Postal Services Commission (Welsh: Comisiwn Gwasanaethau Post)

Non-ministerial government department overview
- Formed: 2000
- Dissolved: 2011
- Superseding Non-ministerial government department: Ofcom;
- Jurisdiction: United Kingdom
- Headquarters: Hercules House, 6 Hercules Road, London, SE1 7DB
- Employees: 55
- Annual budget: £8 million (2009-2010)
- Non-ministerial government department executive: Tim Brown, Chief Executive;
- Website: www.psc.gov.uk

= Postal Services Commission =

Dissolved UK regulatory agency

The Postal Services Commission, known as Postcomm, was a non-ministerial department of the Government of the United Kingdom charged with overseeing the quality and universal service of post in the United Kingdom. It was established in 2000 under the Postal Services Act 2000. Postcomm was merged into the communications regulator Ofcom on 1 October 2011.

Most of Postcomm's role involved regulating Royal Mail (for letter delivery and to guarantee a universal postal service) and its two subsidiaries, Post Office Ltd and Parcelforce. Postcomm was also charged with the licensing of the UK's postal operators. It was set up alongside a 'sister' organisation, Postwatch, an independent watchdog for postal services. Postwatch became part of Consumer Focus on 1 October 2008.

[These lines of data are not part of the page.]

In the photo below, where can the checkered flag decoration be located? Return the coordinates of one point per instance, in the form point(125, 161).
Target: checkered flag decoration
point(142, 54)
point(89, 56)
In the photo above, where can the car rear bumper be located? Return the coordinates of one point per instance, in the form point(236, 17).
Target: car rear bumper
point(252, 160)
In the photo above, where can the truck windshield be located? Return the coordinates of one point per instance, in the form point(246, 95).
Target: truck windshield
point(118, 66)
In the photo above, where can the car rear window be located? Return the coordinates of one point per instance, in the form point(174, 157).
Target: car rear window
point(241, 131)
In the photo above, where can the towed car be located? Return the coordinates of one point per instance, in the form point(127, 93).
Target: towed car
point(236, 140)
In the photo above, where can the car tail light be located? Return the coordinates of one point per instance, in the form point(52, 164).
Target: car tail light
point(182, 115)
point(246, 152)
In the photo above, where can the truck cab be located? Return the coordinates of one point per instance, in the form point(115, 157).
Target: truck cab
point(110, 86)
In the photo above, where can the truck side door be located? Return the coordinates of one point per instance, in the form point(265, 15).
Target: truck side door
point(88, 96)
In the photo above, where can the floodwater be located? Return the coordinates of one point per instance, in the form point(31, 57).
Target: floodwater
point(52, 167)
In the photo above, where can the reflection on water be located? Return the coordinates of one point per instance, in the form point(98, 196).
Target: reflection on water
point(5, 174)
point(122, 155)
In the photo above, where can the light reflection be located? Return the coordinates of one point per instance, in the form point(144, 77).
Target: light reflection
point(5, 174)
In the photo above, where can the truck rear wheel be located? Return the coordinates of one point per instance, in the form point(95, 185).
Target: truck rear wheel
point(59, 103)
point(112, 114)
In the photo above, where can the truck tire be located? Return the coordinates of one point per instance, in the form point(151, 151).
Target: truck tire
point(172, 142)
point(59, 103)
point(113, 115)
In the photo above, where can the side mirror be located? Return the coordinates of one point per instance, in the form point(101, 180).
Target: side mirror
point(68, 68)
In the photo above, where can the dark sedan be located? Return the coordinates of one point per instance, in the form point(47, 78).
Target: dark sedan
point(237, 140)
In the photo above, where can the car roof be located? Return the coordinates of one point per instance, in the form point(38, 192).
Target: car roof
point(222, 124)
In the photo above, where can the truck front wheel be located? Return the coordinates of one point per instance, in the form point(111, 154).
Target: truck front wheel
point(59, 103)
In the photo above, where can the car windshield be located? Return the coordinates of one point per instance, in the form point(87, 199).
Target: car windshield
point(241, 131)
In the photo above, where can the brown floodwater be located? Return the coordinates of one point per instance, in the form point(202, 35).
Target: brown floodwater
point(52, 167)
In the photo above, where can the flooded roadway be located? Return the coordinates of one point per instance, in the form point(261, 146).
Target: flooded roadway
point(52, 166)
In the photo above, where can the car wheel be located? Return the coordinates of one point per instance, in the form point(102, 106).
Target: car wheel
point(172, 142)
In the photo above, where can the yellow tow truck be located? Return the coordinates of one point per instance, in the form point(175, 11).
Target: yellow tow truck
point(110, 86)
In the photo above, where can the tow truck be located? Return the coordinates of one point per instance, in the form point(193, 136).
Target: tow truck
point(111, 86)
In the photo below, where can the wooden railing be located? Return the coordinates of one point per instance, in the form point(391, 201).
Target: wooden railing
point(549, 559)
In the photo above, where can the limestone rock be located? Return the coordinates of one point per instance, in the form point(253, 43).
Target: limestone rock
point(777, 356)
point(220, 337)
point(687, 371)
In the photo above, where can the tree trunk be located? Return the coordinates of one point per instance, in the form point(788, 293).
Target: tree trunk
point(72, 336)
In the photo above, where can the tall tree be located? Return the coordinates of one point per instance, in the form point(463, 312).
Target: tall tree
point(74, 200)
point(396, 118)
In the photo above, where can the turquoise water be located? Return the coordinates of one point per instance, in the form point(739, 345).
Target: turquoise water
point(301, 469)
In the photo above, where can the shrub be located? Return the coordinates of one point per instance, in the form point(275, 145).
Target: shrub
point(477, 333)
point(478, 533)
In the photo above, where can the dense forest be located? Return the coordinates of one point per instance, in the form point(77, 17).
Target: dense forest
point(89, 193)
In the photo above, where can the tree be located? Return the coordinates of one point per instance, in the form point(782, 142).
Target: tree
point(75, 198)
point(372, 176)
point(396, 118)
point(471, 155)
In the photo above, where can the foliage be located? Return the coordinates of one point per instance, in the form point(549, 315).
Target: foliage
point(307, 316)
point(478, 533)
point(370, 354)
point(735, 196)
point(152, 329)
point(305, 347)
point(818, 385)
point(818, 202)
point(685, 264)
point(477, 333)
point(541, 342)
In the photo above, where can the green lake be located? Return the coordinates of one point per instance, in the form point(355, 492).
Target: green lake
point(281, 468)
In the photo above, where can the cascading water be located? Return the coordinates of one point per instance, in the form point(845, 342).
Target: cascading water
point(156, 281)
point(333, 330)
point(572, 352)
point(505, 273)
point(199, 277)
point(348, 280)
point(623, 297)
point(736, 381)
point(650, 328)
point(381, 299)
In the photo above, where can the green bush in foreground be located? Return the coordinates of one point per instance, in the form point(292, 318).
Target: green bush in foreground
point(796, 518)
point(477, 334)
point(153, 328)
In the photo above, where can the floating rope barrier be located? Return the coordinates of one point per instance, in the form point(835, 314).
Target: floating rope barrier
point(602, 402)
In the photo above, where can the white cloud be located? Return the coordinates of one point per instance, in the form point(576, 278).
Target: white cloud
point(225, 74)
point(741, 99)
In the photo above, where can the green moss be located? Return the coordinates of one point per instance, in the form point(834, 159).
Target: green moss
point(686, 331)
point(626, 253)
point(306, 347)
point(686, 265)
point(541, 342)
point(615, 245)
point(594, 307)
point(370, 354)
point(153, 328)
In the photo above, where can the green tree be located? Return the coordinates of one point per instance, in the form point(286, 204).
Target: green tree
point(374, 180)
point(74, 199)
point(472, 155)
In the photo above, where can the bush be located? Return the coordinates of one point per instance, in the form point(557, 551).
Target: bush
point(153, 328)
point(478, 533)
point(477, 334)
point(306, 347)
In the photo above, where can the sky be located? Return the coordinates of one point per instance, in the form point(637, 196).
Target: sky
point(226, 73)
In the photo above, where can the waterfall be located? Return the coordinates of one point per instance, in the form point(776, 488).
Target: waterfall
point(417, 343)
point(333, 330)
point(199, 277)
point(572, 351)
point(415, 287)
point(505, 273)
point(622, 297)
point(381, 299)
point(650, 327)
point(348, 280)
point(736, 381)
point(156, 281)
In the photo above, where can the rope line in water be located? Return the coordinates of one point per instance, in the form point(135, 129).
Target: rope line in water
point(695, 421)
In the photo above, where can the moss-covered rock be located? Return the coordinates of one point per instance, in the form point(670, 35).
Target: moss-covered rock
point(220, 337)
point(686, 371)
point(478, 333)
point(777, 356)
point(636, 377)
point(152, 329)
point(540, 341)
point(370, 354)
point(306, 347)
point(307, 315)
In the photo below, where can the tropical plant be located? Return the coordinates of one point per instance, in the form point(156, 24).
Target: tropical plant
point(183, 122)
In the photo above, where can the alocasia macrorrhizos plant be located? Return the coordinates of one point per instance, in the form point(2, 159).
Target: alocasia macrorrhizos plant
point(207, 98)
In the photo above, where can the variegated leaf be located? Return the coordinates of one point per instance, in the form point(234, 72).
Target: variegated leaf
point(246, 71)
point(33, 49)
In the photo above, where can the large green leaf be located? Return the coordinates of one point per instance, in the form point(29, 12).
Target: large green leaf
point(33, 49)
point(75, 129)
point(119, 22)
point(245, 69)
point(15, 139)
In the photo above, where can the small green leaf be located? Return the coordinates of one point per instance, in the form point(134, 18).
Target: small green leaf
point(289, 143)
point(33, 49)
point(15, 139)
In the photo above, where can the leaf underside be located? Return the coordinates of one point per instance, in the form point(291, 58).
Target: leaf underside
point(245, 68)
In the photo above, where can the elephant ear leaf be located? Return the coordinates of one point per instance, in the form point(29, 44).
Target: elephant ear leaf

In May 2008, Postcomm called for the part-privatisation of Royal Mail to safeguard the universal service. Following the Hooper Report into the future of the postal services industry, in October 2010, Business Secretary Vince Cable confirmed plans for the privatisation of up to 90% of the business and the possible mutualisation of the Post Office. Any purchasing business will be required to retain the universal service of collection and delivery of mail six days a week at affordable prices. Royal Mail staff are to be offered the remaining 10% shares with the Government to take on the group's pension liabilities. The changes were enabled by the Postal Services Act 2011. As part of the plans, the roles fulfilled by Postcomm were absorbed into the communications regulator Ofcom from 1 October 2011.

== Statutory basis ==
The authority for Postcomm was found in the Postal Services Act 2000, s.1 and Sch.1.

1 The Postal Services Commission

(1) There shall be a body corporate to be known as the Postal Services Commission (in this Act referred to as "the Commission").

(2) The functions of the Commission shall be performed on behalf of the Crown.

(3) Schedule 1 (which makes further provision about the Commission) shall have effect.

(4) The body which, immediately before the coming into force of this subsection, was known as the Postal Services Commission and was designated in accordance with Article 22 of the Postal Services Directive as a national regulatory authority for the postal sector in the United Kingdom is hereby abolished.